Page:Leblanc - La Femme aux deux sourires, paru dans Le Journal, 1932.djvu/87

La bibliothèque libre.
Cette page a été validée par deux contributeurs.

— Si, implorait la jeune femme en sanglotant… si… il se vengera.

— Qu’importe ! C’est une bête méchante… Il faut s’en délivrer… sinon, un jour ou l’autre, c’est à toi qu’il s’en prendra…

Elle ne cédait pas. Elle l’empêchait de frapper. Elle parlait de Jean d’Erlemont, qu’on n’avait pas le droit d’exposer à une délation.

À la fin, Raoul lâcha prise. Sa colère faiblissait.

Il dit :

— C’est bien. Qu’il s’en aille ! Tu entends, Valthex, fiche le camp. Mais si jamais tu t’avises de toucher à Clara ou au marquis, tu es perdu. Allons, déguerpis.

Valthex resta quelques secondes sans bouger. Raoul l’avait-il donc maltraité au point qu’il lui fallait reprendre son aplomb ? Il s’appuya sur son coude, retomba, fit un nouvel effort qui le porta jusqu’auprès du fauteuil, essaya de se mettre debout, parut perdre l’équilibre et s’abattit à genoux. Mais tout cela n’était qu’une feinte. En réalité, il n’avait d’autre but que de se rapprocher du guéridon. Brusquement, il plongea sa main dans le tiroir, saisit le revolver dont on apercevait la crosse et, poussant un cri rauque, se retourna vers Raoul et leva le bras.

Si imprévu, si rapide que fût le geste, il n’eut pas le temps de l’exécuter. Quelqu’un en devança l’effet, Clara, qui, se jetant entre les deux hommes, tira de son corsage un couteau qu’elle planta en plein dans la poitrine de Valthex, sans qu’il songeât à parer le coup et sans que Raoul pût intervenir.

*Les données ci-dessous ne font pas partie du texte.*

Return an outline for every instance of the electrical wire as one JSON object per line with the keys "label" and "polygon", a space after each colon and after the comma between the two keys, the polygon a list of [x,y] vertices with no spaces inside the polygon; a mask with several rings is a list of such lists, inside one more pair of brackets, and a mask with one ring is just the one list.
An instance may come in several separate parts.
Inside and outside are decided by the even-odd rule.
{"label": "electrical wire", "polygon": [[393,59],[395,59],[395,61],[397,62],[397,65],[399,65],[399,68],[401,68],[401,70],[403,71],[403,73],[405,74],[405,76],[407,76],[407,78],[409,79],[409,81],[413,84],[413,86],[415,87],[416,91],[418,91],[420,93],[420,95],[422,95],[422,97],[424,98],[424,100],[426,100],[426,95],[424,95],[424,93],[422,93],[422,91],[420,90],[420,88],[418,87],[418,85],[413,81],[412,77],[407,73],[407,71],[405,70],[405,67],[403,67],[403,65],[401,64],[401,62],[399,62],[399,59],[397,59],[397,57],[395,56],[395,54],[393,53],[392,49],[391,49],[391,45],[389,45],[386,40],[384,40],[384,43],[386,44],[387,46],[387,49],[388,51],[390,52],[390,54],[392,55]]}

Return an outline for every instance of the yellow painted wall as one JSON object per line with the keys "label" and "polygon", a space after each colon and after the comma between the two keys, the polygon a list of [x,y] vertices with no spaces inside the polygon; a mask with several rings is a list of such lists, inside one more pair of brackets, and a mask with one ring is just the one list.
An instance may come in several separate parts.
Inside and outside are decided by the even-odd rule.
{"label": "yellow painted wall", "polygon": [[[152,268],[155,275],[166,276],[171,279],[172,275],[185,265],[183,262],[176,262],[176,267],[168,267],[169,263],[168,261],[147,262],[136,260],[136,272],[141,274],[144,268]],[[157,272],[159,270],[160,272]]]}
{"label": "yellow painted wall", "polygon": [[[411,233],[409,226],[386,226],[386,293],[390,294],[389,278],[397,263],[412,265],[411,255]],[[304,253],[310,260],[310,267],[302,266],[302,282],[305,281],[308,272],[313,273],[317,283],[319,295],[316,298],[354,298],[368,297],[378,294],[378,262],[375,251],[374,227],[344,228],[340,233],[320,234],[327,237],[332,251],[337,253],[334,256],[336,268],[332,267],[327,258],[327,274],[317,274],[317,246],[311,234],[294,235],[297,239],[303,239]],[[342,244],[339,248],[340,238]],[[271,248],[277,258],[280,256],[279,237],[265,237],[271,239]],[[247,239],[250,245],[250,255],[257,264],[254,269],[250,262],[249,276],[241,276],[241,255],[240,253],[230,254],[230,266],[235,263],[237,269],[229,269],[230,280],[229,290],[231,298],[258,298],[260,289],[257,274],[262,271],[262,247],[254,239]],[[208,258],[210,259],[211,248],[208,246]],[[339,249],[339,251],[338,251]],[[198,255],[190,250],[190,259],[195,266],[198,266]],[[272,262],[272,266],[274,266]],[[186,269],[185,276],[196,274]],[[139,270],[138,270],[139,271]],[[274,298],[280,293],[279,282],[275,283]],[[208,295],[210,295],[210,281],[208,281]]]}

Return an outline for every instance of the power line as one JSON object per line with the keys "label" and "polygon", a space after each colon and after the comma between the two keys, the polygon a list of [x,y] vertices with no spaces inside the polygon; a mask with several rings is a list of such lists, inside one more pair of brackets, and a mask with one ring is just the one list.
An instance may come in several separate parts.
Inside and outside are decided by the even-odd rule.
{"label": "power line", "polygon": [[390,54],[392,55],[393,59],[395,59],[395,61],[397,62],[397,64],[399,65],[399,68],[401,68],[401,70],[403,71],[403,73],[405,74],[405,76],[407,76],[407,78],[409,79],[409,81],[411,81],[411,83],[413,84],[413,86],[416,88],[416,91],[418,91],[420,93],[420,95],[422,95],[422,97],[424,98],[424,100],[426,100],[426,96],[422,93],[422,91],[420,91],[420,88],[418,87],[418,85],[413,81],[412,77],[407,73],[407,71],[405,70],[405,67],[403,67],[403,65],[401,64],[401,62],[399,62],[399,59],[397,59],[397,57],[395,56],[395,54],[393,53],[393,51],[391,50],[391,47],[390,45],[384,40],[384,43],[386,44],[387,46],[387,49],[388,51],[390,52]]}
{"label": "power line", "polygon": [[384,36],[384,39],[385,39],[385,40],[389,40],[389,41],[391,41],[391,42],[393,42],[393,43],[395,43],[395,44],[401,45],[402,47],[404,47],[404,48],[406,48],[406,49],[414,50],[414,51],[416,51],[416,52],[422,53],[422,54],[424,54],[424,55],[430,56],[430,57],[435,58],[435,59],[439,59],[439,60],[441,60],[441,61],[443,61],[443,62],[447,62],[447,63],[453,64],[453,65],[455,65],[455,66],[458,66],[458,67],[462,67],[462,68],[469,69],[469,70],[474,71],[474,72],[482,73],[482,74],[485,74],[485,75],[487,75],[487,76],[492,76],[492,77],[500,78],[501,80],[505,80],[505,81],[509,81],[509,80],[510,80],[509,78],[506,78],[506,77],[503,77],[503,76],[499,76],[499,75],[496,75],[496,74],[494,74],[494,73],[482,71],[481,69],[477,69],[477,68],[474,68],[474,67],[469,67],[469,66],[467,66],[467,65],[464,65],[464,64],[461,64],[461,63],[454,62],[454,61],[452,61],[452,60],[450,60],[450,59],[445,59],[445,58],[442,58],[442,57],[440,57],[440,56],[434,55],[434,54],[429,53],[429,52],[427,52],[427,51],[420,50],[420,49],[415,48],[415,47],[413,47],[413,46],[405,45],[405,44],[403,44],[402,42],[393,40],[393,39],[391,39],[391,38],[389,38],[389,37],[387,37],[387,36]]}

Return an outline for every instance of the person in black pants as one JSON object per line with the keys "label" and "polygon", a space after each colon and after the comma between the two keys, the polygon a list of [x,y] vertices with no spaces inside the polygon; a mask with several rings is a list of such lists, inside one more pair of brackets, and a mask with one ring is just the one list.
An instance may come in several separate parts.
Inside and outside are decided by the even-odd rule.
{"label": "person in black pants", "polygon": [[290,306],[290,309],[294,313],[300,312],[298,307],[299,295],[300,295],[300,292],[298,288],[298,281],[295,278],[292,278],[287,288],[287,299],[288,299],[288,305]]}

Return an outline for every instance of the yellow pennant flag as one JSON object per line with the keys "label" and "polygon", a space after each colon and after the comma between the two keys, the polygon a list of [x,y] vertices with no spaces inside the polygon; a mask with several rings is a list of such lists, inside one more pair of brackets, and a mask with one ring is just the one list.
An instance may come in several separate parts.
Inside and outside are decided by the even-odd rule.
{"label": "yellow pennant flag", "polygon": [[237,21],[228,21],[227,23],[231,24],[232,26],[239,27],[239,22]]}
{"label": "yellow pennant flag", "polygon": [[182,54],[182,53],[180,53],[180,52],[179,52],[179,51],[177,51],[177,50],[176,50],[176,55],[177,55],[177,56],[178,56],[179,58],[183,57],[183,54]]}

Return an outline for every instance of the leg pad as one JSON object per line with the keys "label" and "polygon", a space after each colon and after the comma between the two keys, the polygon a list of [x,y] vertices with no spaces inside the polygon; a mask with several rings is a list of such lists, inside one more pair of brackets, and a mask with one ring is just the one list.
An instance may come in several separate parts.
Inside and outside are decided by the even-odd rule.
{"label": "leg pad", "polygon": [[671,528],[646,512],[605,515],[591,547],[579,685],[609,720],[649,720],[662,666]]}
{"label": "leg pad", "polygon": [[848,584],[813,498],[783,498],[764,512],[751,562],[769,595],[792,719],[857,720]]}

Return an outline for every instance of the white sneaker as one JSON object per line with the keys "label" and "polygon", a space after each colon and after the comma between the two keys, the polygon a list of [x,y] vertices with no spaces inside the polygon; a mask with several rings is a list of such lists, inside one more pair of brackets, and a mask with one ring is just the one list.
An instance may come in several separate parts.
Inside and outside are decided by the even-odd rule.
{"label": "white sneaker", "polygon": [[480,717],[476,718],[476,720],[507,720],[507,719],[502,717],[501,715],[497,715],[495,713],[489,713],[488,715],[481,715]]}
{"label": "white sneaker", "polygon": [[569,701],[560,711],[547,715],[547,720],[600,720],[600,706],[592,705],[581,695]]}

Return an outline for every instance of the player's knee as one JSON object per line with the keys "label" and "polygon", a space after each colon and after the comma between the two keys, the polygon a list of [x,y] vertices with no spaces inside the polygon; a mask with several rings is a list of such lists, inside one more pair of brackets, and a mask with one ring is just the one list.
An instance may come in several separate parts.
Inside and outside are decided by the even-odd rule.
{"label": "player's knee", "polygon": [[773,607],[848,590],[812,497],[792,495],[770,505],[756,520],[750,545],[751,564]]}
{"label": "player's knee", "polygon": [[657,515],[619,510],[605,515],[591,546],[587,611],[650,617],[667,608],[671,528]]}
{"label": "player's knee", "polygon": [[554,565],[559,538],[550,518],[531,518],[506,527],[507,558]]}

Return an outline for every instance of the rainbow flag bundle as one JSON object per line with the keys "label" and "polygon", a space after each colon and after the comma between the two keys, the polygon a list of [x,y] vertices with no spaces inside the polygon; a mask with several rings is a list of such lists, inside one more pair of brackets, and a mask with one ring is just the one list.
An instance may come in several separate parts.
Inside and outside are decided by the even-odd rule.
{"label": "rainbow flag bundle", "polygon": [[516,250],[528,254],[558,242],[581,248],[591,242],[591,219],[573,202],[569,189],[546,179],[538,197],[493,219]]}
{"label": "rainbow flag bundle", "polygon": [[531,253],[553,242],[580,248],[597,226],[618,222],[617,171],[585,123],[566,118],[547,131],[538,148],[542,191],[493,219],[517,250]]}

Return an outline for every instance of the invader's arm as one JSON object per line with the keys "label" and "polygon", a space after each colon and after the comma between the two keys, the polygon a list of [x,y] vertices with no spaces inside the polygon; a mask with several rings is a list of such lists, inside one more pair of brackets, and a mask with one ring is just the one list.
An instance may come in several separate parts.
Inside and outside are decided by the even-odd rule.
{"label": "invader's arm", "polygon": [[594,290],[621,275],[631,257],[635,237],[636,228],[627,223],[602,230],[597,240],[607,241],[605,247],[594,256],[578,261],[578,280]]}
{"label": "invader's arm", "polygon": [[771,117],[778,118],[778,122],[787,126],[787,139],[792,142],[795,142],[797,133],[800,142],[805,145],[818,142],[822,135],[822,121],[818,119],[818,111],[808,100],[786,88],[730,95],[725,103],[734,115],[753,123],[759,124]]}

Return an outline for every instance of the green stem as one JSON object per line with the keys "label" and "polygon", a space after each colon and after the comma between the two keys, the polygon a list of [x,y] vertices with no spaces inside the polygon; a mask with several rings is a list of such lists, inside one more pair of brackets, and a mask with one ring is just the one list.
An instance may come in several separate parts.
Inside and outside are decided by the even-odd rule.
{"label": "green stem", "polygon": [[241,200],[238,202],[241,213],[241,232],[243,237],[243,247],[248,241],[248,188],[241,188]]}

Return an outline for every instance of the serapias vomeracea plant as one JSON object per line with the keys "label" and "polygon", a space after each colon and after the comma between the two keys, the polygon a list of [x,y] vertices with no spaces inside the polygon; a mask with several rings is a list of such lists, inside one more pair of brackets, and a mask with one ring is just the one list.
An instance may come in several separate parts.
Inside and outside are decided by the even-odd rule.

Valthex parut d’abord n’avoir rien senti et n’éprouva aucune douleur. Son visage, cependant, jaune d’ordinaire, blêmit jusqu’à devenir tout blanc. Puis son grand corps se détira, immense, démesuré. Et d’un bloc, il s’effondra, le buste et les bras allongés sur le divan, avec un soupir profond que suivirent quelques hoquets. Et le silence, l’immobilité.

Clara, son couteau ensanglanté à la main, avait contemplé, avec des yeux hagards, cette sorte de déracinement et de chute. Quand Valthex tomba, Raoul dut la soutenir, et elle bégayait, épouvantée, anéantie :

— J’ai tué… J’ai tué… Tu ne vas plus m’aimer… Ah ! quelle horreur !

Il murmura :

— Mais si, je t’aimerai… je t’aime… Mais pourquoi as-tu frappé ?

— Il allait tirer sur toi… le revolver…

— Mais, ma petite… il n’était pas chargé… et je le laissais là… justement, pour le tenter et qu’il ne se servît pas du sien…

Il assit la jeune femme sur le fauteuil, la tournant de façon qu’elle n’aperçût pas le corps de Valthex.